Costa’s focus was on how younger generations have steadily been given more in life, thus creating a sense of entitlement that older generations didn’t have. Costa believes this sense of entitlement directly impacts how youth interact with authority figures like public safety professionals.
“There is less pride in life these days,” reflects Costa, “Children are given everything and there is a huge lack of discipline at home. Hearing ‘no’ from an authority figure is something today’s children just don’t hear.”
Costa believes that one of the big reasons this is happening is because children are beginning work so much later in life. The average age for today’s youth to begin working is around 18, a huge difference to the generations before them.

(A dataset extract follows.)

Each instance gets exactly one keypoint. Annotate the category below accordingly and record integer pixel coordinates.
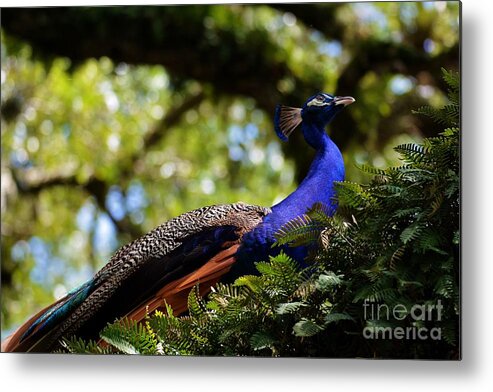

Dan ties this idea directly into raising drug use in youth; the idea that with so much free time and with a constant lack responsibility, they make bad decisions with little fear of repercussion.
“My friends would ask me if I wanted to smoke weed after school,” chuckles Costa, “‘Weed?’ I said, ‘I gotta go to work!’”
Costa’s first job was a byproduct of sheer necessity, a 12 year old, with no food in the fridge, trying to help provide for his family. His unwillingness to stop working (a “phobia” as he calls it) has made him what he is today.
To close his speech, Costa sincerely thanked the attendees for what they do and in his closing remark showed what makes him such a trusted name in the tactical world.
“You know 9-1-1, has a different meaning to all of us,” said Costa, “But I know that if I call 9-1-1 right now you’ll be there. I don’t know why you do it but I know that if you didn‘t do it we wouldn’t have a country.”